Mårup Frederik H, Peters Christian D, Nielsen Steffen F, Nygaard Louis, Madsen Bo, Mose Frank H, Birn Henrik
Department of Renal Medicine, Aarhus University Hospital, Aarhus, Denmark.
Department of Biomedicine, Aarhus University, Aarhus, Denmark.
Kidney Int Rep. 2024 May 14;9(8):2399-2409. doi: 10.1016/j.ekir.2024.05.006. eCollection 2024 Aug.
We tested the feasibility of adding a potassium binder to enable increased renin angiotensin aldosterone system inhibition (RAASi) and reduce albuminuria in patients with chronic kidney disease (CKD). In a controlled trial design, a potassium binder was introduced exclusively in patients developing hyperkalemia after intensified RAASi, thereby mirroring clinical decision-making.
We planned to include 140 patients aged 18 to 80 years with estimated glomerular filtration rate (eGFR) 25 to 60 ml/min per 1.73 m, albuminuria, and a history of hyperkalemia to an open-label, randomized trial comparing treatment with or without patiromer alongside maximally tolerated RAASi. Patients were randomized only if developing a documented P-potassium >5.5 mmol/l during run-in with intensified RAASi (losartan/spironolactone). The primary end point was change in urine albumin-creatinine ratio (UACR).
Screening among 800,000 individuals with available laboratory results yielded just 317 candidates meeting major selection criteria during 18⅔ months, with 75 ultimately included. Among them, only 23 developed P-potassium >5.5 mmol/l, qualifying for randomization. Consequently, only 20 participants completed the study, falling short of the planned 98, precluding a significant effect on the primary outcome. Inclusion and randomization challenges stemmed from a limited pool of eligible patients for intensified RAASi at risk of hyperkalemia, along with a lower than expected incidence of hyperkalemia during run-in.

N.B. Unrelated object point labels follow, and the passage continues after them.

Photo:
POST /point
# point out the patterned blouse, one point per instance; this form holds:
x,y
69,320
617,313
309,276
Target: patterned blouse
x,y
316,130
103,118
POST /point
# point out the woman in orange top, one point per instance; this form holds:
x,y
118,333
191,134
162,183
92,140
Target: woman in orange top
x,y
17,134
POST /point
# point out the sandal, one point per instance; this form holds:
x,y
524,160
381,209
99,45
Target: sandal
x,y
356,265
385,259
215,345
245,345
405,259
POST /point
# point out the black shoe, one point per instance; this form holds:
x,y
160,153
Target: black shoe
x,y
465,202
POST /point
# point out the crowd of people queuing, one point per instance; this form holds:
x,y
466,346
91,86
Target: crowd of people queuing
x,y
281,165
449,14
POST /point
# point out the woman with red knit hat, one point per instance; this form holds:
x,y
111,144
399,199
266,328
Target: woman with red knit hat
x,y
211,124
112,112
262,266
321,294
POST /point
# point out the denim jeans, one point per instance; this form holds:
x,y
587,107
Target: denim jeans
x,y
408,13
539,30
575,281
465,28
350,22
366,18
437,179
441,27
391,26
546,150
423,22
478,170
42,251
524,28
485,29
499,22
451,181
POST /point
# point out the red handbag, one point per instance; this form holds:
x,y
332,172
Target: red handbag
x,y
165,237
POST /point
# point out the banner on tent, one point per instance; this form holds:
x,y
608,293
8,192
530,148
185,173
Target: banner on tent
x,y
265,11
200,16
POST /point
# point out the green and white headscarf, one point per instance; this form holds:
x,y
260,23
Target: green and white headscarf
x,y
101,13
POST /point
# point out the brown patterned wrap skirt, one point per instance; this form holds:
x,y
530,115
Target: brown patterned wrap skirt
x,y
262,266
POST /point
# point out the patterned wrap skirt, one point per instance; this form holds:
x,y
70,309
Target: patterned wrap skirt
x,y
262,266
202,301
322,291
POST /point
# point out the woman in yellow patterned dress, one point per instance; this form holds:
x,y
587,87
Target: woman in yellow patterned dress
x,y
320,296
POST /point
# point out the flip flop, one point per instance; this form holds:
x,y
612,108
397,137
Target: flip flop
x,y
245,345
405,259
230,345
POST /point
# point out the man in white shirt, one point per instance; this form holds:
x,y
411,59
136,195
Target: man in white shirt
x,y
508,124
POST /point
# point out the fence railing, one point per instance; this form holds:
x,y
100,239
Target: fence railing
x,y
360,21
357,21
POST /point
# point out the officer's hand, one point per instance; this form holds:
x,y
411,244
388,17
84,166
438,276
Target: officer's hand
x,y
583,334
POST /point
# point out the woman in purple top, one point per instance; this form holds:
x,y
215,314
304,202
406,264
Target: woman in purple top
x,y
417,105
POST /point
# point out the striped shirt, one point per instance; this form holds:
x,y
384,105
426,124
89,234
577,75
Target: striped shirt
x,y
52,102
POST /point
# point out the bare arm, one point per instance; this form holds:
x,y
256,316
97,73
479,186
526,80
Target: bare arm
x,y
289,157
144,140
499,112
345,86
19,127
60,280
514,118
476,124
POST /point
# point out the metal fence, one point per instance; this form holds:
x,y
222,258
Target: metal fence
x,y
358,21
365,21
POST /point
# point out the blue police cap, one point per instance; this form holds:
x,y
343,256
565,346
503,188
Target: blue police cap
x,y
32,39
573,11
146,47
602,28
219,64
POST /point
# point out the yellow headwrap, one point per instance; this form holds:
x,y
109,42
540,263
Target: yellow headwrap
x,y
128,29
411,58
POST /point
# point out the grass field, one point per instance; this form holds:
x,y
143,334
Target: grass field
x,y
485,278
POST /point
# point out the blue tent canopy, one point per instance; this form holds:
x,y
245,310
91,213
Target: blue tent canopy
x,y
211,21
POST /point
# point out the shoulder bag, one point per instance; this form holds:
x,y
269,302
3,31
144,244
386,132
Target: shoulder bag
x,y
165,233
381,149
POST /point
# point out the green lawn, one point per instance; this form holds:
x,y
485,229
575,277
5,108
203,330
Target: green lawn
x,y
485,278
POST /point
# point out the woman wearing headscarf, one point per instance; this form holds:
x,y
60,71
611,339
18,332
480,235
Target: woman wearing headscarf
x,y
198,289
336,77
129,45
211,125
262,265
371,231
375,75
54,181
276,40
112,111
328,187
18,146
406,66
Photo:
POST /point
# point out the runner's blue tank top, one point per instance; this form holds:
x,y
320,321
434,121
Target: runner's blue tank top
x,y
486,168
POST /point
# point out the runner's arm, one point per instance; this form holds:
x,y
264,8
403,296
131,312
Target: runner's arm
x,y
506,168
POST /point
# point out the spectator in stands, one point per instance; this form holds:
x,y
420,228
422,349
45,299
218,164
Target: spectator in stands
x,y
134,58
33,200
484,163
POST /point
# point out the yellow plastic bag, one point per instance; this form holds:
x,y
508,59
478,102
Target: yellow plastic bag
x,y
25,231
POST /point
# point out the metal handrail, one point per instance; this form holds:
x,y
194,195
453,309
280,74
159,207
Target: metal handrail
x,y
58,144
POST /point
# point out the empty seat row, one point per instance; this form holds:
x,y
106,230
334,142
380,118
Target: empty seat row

Despite extensive screening efforts, few eligible patients were identified, and fewer developed hyperkalemia during run-in. Hence, a trial design limited to CKD patients at high hyperkalemia risk and including a run-in phase appears unlikely to provide evidence for a potential renal benefit from additional use of potassium binders.
我们测试了添加钾结合剂以增强肾素-血管紧张素-醛固酮系统抑制(RAASi)并减少慢性肾脏病(CKD)患者蛋白尿的可行性。在一项对照试验设计中,仅在强化RAASi后发生高钾血症的患者中引入钾结合剂,从而反映临床决策过程。
我们计划纳入140名年龄在18至80岁之间、估计肾小球滤过率(eGFR)为每1.73平方米25至60毫升/分钟、有蛋白尿且有高钾血症病史的患者,进行一项开放标签的随机试验,比较在最大耐受剂量的RAASi基础上联合或不联合帕替罗姆治疗的效果。只有在强化RAASi(氯沙坦/螺内酯)导入期记录到血钾>5.5 mmol/L的患者才被随机分组。主要终点是尿白蛋白-肌酐比值(UACR)的变化。
在对800,000名有可用实验室结果的个体进行筛查后,在18又2/3个月期间仅产生了317名符合主要选择标准的候选者,最终纳入75名。其中,只有23名患者血钾>5.5 mmol/L,符合随机分组条件。因此,只有20名参与者完成了研究,未达到计划的98名,无法对主要结局产生显著影响。纳入和随机分组面临的挑战源于有高钾血症风险的强化RAASi合格患者群体有限,以及导入期高钾血症的发生率低于预期。
尽管进行了广泛的筛查工作,但识别出的合格患者很少,且导入期发生高钾血症的患者更少。因此,仅限于高钾血症风险高的CKD患者且包括导入期的试验设计似乎不太可能为额外使用钾结合剂带来潜在肾脏益处提供证据。